DİYARBAKIR - Nihat Kuş, mutfakta çalışırken büfeden içeri giren herkesi isimlerini söyleyerek selamlıyor. Eğer Aydın Büfe’ye ilk kez gitmişseniz, bu sıcak karşılama biçimine mazhar olan kişinin her gün karnını burada doyurduğu izlenimini verebilir ve yanıltabilir sizi. Elbette çevredeki esnaf ve örneğin banka memurları karnını doyurmak için neredeyse her gün uğruyor Aydın Büfe’ye. Ama ta uzak semtlerden gelenler de var ve bunlar doğal olarak her gün büfeye uğrayan müşteri kesimi içinde yer almıyorlar.

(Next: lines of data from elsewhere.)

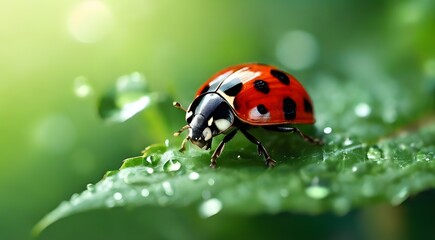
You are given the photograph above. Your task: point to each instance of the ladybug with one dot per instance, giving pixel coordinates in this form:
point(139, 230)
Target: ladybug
point(243, 96)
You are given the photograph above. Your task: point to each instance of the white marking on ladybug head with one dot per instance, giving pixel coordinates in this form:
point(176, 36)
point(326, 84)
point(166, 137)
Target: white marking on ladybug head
point(256, 115)
point(229, 99)
point(189, 114)
point(207, 134)
point(210, 121)
point(222, 124)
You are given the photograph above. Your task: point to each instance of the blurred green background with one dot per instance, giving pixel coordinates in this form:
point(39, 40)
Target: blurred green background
point(53, 141)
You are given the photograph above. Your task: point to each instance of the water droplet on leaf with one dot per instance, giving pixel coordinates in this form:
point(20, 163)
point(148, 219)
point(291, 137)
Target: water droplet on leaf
point(210, 207)
point(363, 110)
point(82, 88)
point(317, 192)
point(375, 154)
point(172, 165)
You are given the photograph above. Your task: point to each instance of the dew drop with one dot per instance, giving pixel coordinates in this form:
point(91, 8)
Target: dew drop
point(368, 189)
point(317, 192)
point(423, 156)
point(374, 154)
point(341, 205)
point(145, 192)
point(82, 88)
point(327, 130)
point(194, 176)
point(210, 207)
point(362, 110)
point(172, 166)
point(167, 188)
point(399, 197)
point(206, 194)
point(347, 142)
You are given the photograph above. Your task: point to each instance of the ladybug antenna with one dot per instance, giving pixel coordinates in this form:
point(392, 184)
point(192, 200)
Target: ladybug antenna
point(177, 133)
point(178, 105)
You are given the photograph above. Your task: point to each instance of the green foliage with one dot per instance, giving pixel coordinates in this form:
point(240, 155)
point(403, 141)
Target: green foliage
point(341, 175)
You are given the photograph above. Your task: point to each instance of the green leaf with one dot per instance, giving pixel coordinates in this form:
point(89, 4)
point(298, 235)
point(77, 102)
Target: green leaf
point(343, 174)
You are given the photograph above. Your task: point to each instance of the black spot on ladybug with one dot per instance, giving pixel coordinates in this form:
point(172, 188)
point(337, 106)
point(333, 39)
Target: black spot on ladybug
point(289, 108)
point(281, 76)
point(262, 109)
point(232, 88)
point(205, 89)
point(261, 86)
point(307, 106)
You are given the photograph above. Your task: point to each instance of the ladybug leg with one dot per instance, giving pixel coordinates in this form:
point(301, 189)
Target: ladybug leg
point(260, 148)
point(220, 147)
point(297, 131)
point(177, 133)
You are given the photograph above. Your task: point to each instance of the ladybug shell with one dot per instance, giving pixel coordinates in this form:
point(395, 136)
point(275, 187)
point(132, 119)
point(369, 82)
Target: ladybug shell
point(262, 95)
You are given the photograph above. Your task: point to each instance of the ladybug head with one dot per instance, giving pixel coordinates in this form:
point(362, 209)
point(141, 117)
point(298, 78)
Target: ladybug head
point(208, 116)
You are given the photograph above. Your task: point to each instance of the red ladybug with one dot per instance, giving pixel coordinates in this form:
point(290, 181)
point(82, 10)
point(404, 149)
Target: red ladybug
point(244, 96)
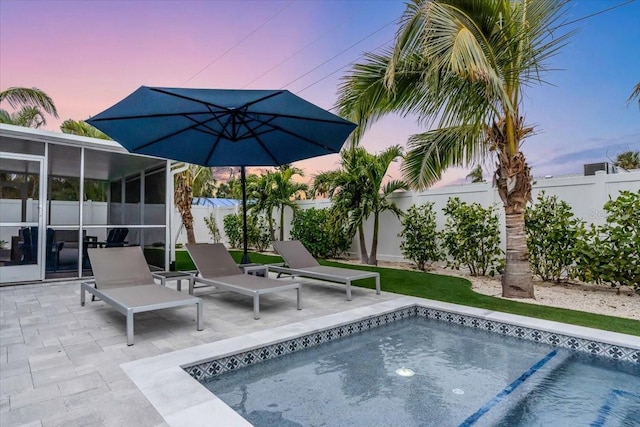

Ama Nihat Kuş, isterse birkaç ayda bir gelsin, bir kere öğrendiği ismi, gördüğü simayı unutmayan bir hafızaya sahip. Üstelik bu hafıza sadece isim ve simayı kaydetmekle yetinmiyor, müşterinin damak tadını da ezberliyor.

Tezgahın ardından “Yumurta iyi pişecek, değil mi?” diye soruyor bana. Evet, yumurtalı kavurmayı, yumurta ile kavurma iyice karıştırılmış seviyorum. Bunu biliyor Nihat Kuş, bir kez daha sormasının nedeni nezaketten.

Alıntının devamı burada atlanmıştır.